Créée en 2024 au festival Montpellier Danse, Shiraz d’Armin Hokmi poursuit depuis sa circulation sur les scènes françaises : du Théâtre des Abbesses en mars à Paris jusqu’au Pavillon Noir d’Aix-en-Provence. Une trajectoire déjà bien installée pour une œuvre dont la radicalité formelle ne laisse pas indifférent.
Sur scène, sept interprètes évoluent dans une synchronisation rigoureuse, portés par une trame sonore répétitive. Le vocabulaire est restreint : une main levée devant le visage, des oscillations du bassin, des pas chassés à peine esquissés en chaussures de sport, un travail fin des épaules et des lignes. Tout semble tenu, contrôlé, réduit à une économie du geste poussée à l’extrême.
Inspiré du Festival de Shiraz-Persépolis, espace de circulation des formes et des influences qui s’est tenu de 1967 à son interdiction par le régime islamiste en 1977, Armin Hokmi ne cherche pas à en reconstituer la mémoire exacte, mais à en capter les traces.
Se défier de l’élan
La maîtrise est indéniable. Faire tenir un groupe dans une telle précision, maintenir l’unisson dans la durée, produire une forme de communauté à partir d’un matériau aussi minimal relève d’une véritable technicité. Mais à force de retenir le mouvement, Shiraz semble en suspendre l’élan même. La répétition, au lieu d’intensifier la présence, finit par neutraliser ce qui pourrait advenir.
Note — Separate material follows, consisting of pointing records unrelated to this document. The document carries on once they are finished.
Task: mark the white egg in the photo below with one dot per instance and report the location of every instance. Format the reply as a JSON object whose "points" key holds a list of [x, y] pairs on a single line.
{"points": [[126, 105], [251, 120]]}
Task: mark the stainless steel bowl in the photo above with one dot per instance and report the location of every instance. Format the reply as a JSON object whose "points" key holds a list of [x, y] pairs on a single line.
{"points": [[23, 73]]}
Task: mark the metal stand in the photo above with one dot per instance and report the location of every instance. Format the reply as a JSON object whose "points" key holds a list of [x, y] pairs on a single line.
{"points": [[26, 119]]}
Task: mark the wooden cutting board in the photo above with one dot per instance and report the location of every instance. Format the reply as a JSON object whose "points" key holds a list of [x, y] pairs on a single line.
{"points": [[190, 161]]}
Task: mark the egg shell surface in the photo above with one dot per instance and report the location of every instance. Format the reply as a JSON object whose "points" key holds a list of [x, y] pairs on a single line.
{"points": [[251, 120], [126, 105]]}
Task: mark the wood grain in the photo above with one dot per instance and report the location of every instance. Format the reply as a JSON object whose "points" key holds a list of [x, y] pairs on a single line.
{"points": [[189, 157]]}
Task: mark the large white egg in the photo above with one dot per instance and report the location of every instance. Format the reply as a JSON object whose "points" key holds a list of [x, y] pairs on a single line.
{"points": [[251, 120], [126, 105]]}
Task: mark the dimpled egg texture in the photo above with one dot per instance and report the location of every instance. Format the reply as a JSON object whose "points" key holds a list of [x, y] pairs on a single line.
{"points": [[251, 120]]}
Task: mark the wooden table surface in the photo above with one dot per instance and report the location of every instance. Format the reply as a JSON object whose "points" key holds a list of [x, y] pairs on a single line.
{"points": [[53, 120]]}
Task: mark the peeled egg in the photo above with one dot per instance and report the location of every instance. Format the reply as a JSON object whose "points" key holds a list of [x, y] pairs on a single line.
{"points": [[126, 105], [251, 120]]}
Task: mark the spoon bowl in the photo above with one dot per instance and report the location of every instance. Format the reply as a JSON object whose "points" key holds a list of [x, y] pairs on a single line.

Il y a, dans cette esthétique de l’infiniment petit – très présente sur nos scènes aujourd’hui – une forme de radicalité. Mais aussi, peut-être, les signes d’un nouvel académisme. Et, possiblement, un aveu plus ambigu : celui d’un renoncement à relancer le mouvement, à risquer l’expansion, le débordement, la perte. Comme si, derrière la danse, affleurait une forme plus large de désertion.
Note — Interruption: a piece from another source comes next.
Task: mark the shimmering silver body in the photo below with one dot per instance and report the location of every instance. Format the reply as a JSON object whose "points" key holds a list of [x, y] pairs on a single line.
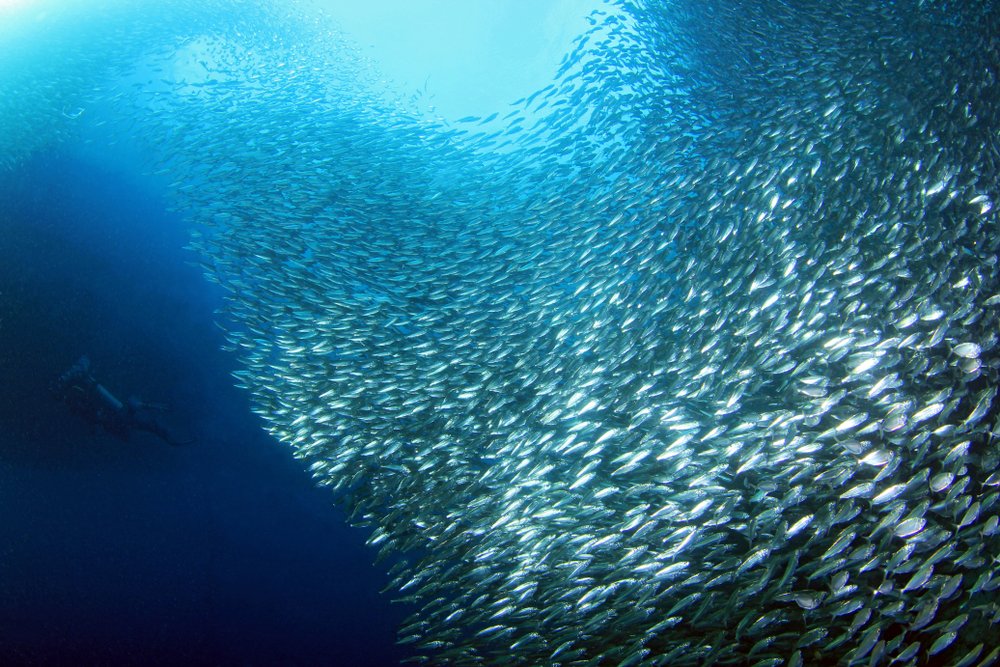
{"points": [[692, 360]]}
Les motifs empruntés à des imaginaires chorégraphiques orientaux – travail des hanches, des épaules, finesse des appuis – sont ici stylisés, abstraits, retenus. Là encore, tout est en place, mais rien ne déborde. La circulation des influences, pourtant au cœur du projet, semble contenue, empêchée d’atteindre une véritable puissance de transformation. En cherchant une langue du geste épurée, Armin Hokmi touche à une forme de silence – au risque que ce silence devienne celui d’une danse qui, à force de se réduire, refuse de se déployer.
SUZANNE CANESSA
Le spectacle a été joué le 28 avril au Pavillon Noir, Aix-en-Provence.